Os espaços de lazer e de socialização da cidade antiga, como os teatros, os anfiteatros, as termas e as sinagogas eram para Cipriano lugares perigosos, pecaminosos, poluidores que deveriam ser evitados a todo custo pelos cristãos. Em virtude disso, o bispo tenta impedir o trânsito por tais lugares “como uma maneira de bloquear as relações de sociabilidade que estimulavam o contato frequente e cotidiano entre cristãos, judeus, e pagãos” (SILVA, 2011, p. 35). Referindo-se às mulheres que continuavam a frequentar as termas, mesmo depois de convertidas ao cristianismo, Cipriano pergunta: E o que se dirá das que vão aos banhos em promiscuidade, e prostituem a castidade ante os olhares curiosos e lascivos? Quando ali veem os homens nus e são vistas por eles com falta de vergonha, por acaso não encorajam e provocam a paixão dos presentes para sua própria vergonha e desgraça? [...] Mais te suja que te lava este banho, não te limpa os membros, mas mancha-os. Você poderá não ver as coisas com olhos desonestos, mas os outros assim olharão a ti (De habitu virginum, 19).

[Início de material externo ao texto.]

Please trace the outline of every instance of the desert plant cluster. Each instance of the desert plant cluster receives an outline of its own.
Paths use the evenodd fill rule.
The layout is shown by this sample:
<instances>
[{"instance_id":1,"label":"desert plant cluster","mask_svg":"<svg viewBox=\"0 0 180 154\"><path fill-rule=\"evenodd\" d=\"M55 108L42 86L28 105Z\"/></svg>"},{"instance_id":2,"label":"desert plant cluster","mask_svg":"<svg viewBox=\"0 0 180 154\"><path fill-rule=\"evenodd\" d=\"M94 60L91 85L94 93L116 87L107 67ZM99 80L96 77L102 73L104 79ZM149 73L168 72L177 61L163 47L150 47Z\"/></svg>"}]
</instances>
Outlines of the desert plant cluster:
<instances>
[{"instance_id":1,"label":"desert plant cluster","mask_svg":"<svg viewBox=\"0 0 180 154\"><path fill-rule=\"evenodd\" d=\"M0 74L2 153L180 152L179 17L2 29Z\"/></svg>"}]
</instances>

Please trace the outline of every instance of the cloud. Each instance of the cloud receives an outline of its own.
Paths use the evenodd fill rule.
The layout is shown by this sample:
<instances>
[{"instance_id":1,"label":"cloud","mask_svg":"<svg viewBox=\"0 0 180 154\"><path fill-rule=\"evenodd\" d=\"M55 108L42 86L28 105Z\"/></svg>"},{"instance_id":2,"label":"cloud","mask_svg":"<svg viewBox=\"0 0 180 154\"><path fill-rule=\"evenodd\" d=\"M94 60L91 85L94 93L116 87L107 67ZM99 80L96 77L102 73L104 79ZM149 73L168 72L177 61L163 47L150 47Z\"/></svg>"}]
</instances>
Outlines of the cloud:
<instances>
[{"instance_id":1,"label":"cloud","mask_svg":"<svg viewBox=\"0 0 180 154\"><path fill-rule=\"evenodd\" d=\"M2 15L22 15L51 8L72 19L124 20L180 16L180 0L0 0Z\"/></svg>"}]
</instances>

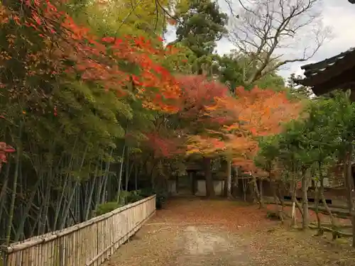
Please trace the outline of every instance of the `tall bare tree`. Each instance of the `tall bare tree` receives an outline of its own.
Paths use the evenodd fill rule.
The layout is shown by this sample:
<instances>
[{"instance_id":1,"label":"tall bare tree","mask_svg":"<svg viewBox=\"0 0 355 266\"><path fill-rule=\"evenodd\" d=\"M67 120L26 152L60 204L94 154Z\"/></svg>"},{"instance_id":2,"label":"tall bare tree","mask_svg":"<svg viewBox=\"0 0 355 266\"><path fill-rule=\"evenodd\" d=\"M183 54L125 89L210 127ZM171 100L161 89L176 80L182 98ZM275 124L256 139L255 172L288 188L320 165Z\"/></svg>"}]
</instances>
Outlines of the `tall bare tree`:
<instances>
[{"instance_id":1,"label":"tall bare tree","mask_svg":"<svg viewBox=\"0 0 355 266\"><path fill-rule=\"evenodd\" d=\"M250 84L288 63L311 58L331 36L322 0L239 0L229 39L244 55Z\"/></svg>"}]
</instances>

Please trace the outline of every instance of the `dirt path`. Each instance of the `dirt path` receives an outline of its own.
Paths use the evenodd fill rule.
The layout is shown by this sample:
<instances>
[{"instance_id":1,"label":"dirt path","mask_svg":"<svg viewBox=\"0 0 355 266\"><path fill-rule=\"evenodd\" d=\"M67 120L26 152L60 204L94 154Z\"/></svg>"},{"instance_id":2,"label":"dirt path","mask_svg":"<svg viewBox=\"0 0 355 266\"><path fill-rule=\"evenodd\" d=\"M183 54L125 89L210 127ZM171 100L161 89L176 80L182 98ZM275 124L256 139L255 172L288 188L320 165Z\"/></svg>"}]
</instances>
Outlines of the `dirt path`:
<instances>
[{"instance_id":1,"label":"dirt path","mask_svg":"<svg viewBox=\"0 0 355 266\"><path fill-rule=\"evenodd\" d=\"M355 265L348 244L334 246L314 233L283 228L256 206L177 199L106 266Z\"/></svg>"}]
</instances>

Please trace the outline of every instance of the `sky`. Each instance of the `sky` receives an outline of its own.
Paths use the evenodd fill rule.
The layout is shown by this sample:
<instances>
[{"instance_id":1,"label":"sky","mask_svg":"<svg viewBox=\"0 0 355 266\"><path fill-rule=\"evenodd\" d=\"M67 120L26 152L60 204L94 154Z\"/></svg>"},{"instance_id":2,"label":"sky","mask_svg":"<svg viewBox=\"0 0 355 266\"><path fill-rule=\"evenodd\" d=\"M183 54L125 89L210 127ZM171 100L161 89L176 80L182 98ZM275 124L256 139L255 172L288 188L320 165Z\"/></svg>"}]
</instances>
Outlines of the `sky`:
<instances>
[{"instance_id":1,"label":"sky","mask_svg":"<svg viewBox=\"0 0 355 266\"><path fill-rule=\"evenodd\" d=\"M234 1L237 2L236 0ZM222 11L229 13L224 1L219 0L219 1ZM355 18L355 4L351 4L347 0L322 0L322 2L323 24L331 27L332 38L324 43L313 57L308 61L288 64L280 70L278 74L285 79L292 73L295 73L296 75L302 74L303 72L300 69L302 65L323 60L355 47L355 34L354 34L352 27L352 23L354 23L354 18ZM165 38L168 42L175 38L174 28L168 29ZM305 45L307 45L307 38L302 40ZM226 39L222 39L217 43L217 52L220 55L228 53L232 49L235 48Z\"/></svg>"}]
</instances>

O bispo censura asperamente a virgem que frequentava esses lugares lugares ao afirmar que ela: Faz do banho um espetáculo mais vergonhoso que o teatro aonde vai. Lá todo recato está excluído; lá se desprende, enquanto a roupa protege, de sua dignidade e pudor o corpo, se põem descobertos os membros virginais para ser objeto de olhares e de curiosidade (De habitu virginum, 19).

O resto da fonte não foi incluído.